Kosmos 686
- Mission type: ABM radar target
- COSPAR ID: 1974-074A
- SATCAT no.: 07447

Spacecraft properties
- Spacecraft type: DS-P1-Yu
- Manufacturer: Yuzhnoye
- Launch mass: 400 kilograms (880 lb)

Start of mission
- Launch date: 26 September 1974, 16:34:56 UTC
- Rocket: Kosmos-2I 63SM
- Launch site: Plesetsk 133/1

End of mission
- Decay date: 1 May 1975

Orbital parameters
- Reference system: Geocentric
- Regime: Low Earth
- Perigee altitude: 266 kilometres (165 mi)
- Apogee altitude: 461 kilometres (286 mi)
- Inclination: 70.9 degrees
- Period: 91.8 minutes

= Kosmos 686 =

Soviet satellite (launched 1974)

Kosmos 686 (Космос 686 meaning Cosmos 686), also known as DS-P1-Yu No.72, was a Soviet satellite which was launched in 1974 as part of the Dnepropetrovsk Sputnik programme. It was a 400 kg spacecraft, which was built by the Yuzhnoye Design Bureau, and was used as a radar calibration target for anti-ballistic missile tests.

A Kosmos-2I 63SM carrier rocket was used to launch Kosmos 686 from Site 133/1 of the Plesetsk Cosmodrome. The launch occurred at 16:34:56 UTC on 26 September 1974, and resulted in the satellite successfully reaching low Earth orbit. Upon reaching orbit, the satellite was assigned its Kosmos designation, and received the International Designator 1974-074A. The North American Aerospace Defense Command assigned it the catalogue number 07447.
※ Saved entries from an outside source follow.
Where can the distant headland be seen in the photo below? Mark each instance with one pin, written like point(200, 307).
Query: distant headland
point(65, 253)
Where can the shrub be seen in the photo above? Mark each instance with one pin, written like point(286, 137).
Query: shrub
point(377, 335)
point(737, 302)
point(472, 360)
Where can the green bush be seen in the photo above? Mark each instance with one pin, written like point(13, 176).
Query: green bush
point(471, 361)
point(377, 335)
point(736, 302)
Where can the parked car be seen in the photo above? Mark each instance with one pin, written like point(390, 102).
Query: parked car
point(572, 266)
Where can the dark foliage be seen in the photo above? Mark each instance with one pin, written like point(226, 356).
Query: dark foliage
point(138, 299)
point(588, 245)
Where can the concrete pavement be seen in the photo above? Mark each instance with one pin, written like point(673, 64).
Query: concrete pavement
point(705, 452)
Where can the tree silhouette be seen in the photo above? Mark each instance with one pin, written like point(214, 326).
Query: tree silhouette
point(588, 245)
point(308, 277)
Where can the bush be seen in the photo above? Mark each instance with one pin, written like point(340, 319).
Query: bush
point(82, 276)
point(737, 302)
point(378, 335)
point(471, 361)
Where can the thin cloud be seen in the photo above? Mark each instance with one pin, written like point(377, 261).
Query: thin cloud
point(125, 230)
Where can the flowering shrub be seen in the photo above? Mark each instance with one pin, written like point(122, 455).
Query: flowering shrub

Kosmos 686 was the seventy-second of seventy nine DS-P1-Yu satellites to be launched, and the sixty-fifth of seventy two to successfully reach orbit. It was operated in an orbit with a perigee of 266 km, an apogee of 461 km, 70.9 degrees of inclination, and an orbital period of 91.8 minutes. It remained in orbit until it decayed and reentered the atmosphere on 1 May 1975.